Summer time is upon us. I live for the time when I am no longer beholden to my employer to provide my full day to earning a living. Summer is a season when I hit the road, meet back up with old friends, sleep more than six hours a day, and exercise for the pleasure of using my body for what it was built for. Some days I find extra work projects with new clients, while on other days I shoot for my main clients and learn how to use my extensive equipment collection in new and exciting ways. This week has me mostly resting and colour correcting the white background shots that I shot for Base Camp X the week before.
A large majority of my portfolio has been based on shooting products on white backgrounds. While that may seem simple, white backgrounds are an art form that demand a photographer who is aware of shadows, white balance, perspectives and accuracy. You will be hired for one session if you have equipment, but unless you are accurate, then you will never be hired again. Case in point is Base Camp X: for the past year I have built a solid partnership with the company based on my ability to provide photographs of axes that are accurate and do not manifest the problems faced by most product shots of items larger than twelve inches. Perspective warping in no one’s friend, and to shoot Graeme’s axes demands that I balance my camera on top of a six foot ladder, handholding it until an overhead shot is complete. This was difficult with my Canon EOS 1DmkIII, but it is nightmarish with the new Hasselblad CFV 16 digital back. However, the quality…the quality is far, far superior.
Yes, you can take clear, accurate photos with your cellphone.
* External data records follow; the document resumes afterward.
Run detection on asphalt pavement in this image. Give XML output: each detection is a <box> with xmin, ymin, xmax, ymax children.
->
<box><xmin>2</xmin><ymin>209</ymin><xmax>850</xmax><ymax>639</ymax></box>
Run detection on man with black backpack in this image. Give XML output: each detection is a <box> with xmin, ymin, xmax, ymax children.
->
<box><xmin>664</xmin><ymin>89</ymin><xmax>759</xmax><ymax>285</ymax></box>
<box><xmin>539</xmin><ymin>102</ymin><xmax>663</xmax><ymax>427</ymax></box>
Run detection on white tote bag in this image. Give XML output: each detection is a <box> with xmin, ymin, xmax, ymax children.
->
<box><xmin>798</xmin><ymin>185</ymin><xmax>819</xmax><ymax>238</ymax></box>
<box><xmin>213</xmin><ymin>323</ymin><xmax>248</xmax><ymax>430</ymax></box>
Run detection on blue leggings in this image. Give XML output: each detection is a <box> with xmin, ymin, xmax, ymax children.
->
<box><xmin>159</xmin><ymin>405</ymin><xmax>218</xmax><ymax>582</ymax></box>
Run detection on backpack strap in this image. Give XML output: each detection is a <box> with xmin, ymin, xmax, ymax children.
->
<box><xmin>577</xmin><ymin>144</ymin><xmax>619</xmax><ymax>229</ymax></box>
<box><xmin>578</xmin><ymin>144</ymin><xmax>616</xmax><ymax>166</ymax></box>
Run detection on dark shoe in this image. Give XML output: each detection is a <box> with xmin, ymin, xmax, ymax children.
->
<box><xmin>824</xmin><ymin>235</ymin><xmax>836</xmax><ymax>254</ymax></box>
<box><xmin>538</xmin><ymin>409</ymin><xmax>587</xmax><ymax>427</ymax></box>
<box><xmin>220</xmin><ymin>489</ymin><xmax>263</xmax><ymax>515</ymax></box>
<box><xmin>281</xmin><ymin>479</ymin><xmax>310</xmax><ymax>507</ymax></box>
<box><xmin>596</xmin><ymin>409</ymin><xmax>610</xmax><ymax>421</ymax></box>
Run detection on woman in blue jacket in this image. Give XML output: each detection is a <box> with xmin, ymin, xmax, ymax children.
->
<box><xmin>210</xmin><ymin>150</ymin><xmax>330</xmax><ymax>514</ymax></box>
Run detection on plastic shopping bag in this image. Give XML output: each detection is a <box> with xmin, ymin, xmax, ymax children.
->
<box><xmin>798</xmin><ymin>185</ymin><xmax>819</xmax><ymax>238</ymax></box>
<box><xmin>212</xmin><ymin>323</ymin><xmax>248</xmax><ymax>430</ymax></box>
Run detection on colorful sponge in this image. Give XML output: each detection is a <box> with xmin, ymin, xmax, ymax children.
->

The preceding image taken at Brother Jimmy’s Ribs in NYC is pretty darn solid. If you are blogging, building a travel album of your adventures or using things for social media, then I am a big fan of the iPhone. If you want to shoot, and I mean where you make money, then I would ignore Chase Jarvis’ iPhone assertions and accept that you need to invest in a camera system and lights that will provide consistent colour, speeds and resolution. For me, the Hasseblad system is the one I invested in for a myriad of reasons, and, frankly, so far it has been the best choice I could have made for my studio needs. All of my gear is based on the now discontinued V System, and all of it has been purchased used from KEH.com in Smyrna, Georgia.
From this shot of a carbon-tinted Pathfinder axe to the first shot taken outdoors in the afternoon sun, the CFV 16 back has delivered both a superior resolution and a depth of field unattainable in a dslr set of lens/camera body. I cannot shoot sports or wildlife in the jungle with it, but for fashion and products it has met all of my actual needs. Next month I will shoot my first wedding with it, and hope for the best. I will be carrying lots of film, and a few digital options to ensure nothing is lost should failure of batteries or lighting issues occur (the CFV is not for low light shots), but I am confident that it will crank out one hell of a wedding book collection.
Tonight has me watching my bass hero, Me’shell Ndgecello, sing Fats Waller/Nina Simone standards at the Horseshoe Tavern with Jason Moran as part of the Toronto Jazz Festival. I can only hope that the tattoo I had done today does not start paining while I am crammed inside on a hot night. Regardless, it is better to know the pain of life than the numbness of death.